Trong and Camil both felt angry that their loved ones were killed by the “enemy.” Both wanted revenge. This desire to lean into one’s natural feelings of anger to the point of committing violence creates a cycle of continued violence.
That my dad and his brothers fought each other during the war but ultimately made peace showed me that love and humanity are more powerful than political parties. I have found myself at political odds with those in the second generation of my family. My brother and cousin stunned me when they marched on the U.S. Capitol on January 6, 2021, feeling victimized by what they saw as a “stolen election.” They are surprisingly anti-immigrant. My brother believes in QAnon conspiracy theories and loves Donald Trump’s anti-Chinese rhetoric. Like many South Vietnamese, he and my sister blame and fear the communists for the loss of our home and country. Their support of Trump is based on their belief that he and the Republican Party are as anti-communist as they are. They fear communism more than anything.

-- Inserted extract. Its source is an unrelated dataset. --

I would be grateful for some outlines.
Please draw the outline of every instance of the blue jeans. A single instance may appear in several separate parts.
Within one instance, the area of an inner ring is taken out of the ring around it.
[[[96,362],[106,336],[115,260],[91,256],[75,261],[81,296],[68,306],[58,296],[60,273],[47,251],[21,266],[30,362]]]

Uncle Hai died just before Oh, Saigon was released on PBS. My father experienced terrible grief, having only gotten to see his brother twice after 59 years of separation. He was never able to heal from the loss of his family and country, and the isolation that division brings. When my father died, I tried to see my sister, brother, and cousin through more compassionate eyes.
Now, I look at the next generation of my family. I see them caught in the crossfire of our current political divisions in America. I don’t want them to endure what I did, witnessing the division of their family and the destruction of their country over ideology. We suffered many deaths and horrors in the Vietnam War, which was the culmination of people being unable to hear each other. Now, I choose to put the love of family and community first.
To paraphrase Vietnamese monk Thich Nhat Hanh: Humans are not the enemy. Our enemies are judgment, righteousness, blame, intolerance, rigidity, superiority, and discrimination—all rooted in fear. When I forget the humanity of people with opposing views, I create a war in myself. I am compelled by the memory of my father and his brothers to disarm and remember to love again.